It was a heady cocktail of dramatic setting, high fashion glitz, big name celebrities and deep sadness that made Tuesday's Fire & Ice Ball the black-tie gala of the season. All that and water, too. A million gallons of it.
The scene that greeted arriving guests was a white tent, almost as long and wide as a football field, centered above a lagoon. From the curving ramp entryway, the 1,100-strong crowd passed by fountains that spewed fire and water and hundreds of candles floating on the tank Paramount Studios has used for everything from "The Ten Commandments" to "Patriot Games."
"I've never seen anything like this before," said Caroline Ahmanson. "It's like something you'd see in an old Hollywood musical."
The ramp led into the tent's reception area where one wall was made from 15,000 pounds of ice flanked on each side by giant video screens projecting aquarium scenes in which huge tropical fish stared down at the crowd. Across the area was a 100-foot-long "rain curtain" that sent down a fine sheet of water that opened to allow guests, including Dustin and Lisa Hoffman, Anjelica Huston and Robert Graham, Sidney Poitier, Steve Tisch, Lorenzo di Bonaventura, John Burnham, Pierce Brosnan, Cindy Crawford, Jaclyn Smith, Christian Slater and Gina Gershon, to enter the dining area.
The setting led Jennifer Tilly to say, "When I go to something like this, I really feel like I'm part of Hollywood. This is like the Oscars without the angst."
As the rain curtain parted, guests stepped onto the tent's center runway, which stretched its length and split the room in half. They trod upon a clear plexiglass floor that allowed them to look down into the water, which was lit from below and strewn with enough mirror fragments to bring a million years of bad luck.

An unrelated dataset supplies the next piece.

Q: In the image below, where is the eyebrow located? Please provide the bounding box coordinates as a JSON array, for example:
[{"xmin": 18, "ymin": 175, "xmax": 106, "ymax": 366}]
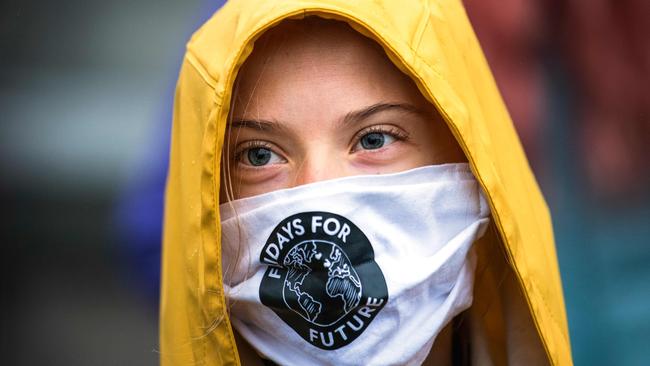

It was 8:30 before the guests were seated and the evening's program began with a short speech from hosts Tom Hanks and Rita Wilson. They had stepped in for Tom Cruise and Nicole Kidman, who are still in England filming "Eyes Wide Shut," but appeared via a short video.
They were followed by Paramount's Sherry Lansing, who thanked Saks Fifth Avenue for its support and her co-chairs Jonathan Dolgen, Philip B. Miller, Jane Semel and Revlon's Ronald Perelman, who said he figured "something north of $2 million" was raised for the Revlon / UCLA Women's Cancer Research Program.
The keynote speech came from Harper's Bazaar Editor Liz Tilberis who spoke of her own "extraordinary adventure" with ovarian cancer. She was followed by Dr. Dennis Slamon of the Revlon / UCLA program.
The evening's emotional high point came when the event's founder, Lilly Tartikoff, got up to speak. Her involvement with cancer fund-raising began 20 years ago when her husband, Brandon, the almost universally well-liked former head of NBC Entertainment and Paramount Pictures, contracted Hodgkin's disease. It appeared he was cured, but there was a recurrence and he died this summer at age 48.
After a standing ovation, Tartikoff began by saying she "wasn't quite sure I could be here tonight. But I was reminded by Denny Slamon that it was because of clinical trials Brandon was granted 15 extra years of life. I had to be reminded that science improving is our only hope."
She went on to describe her late husband's fight against cancer, and even got the audience to laugh when she recounted how one of his NBC bosses said, "He never complained about cancer. He only complained about everything else." She left the podium in tears, and sobs could be heard from the audience.
The evening then took a 180-degree turn when the lights came up and models came down the runway showing Isaac Mizrahi's spring collection. This came to a dramatic climax when models in underwear passed through another rain curtain. "A wet figure is almost so sexy you can't look at it," said Mizrahi.
After that, the evening entered into a free-form party mode. Penny Marshall described the scene in one word: "recess."
Among those in the room were Ron Meyer, Peter Chernin, Jim Wiatt, Lou Pitt, Frank Biondi, Joel Silver, Herb Ritts, Rob Friedman, Kelsey Grammer, Marisa O'Neil and Fran Drescher.
Tartikoff watched the crowd mingle and said the plan was to leave the late part of the evening unstructured. "We raised a lot of money, we entertained them and then we let them do what they like to do best--schmooze."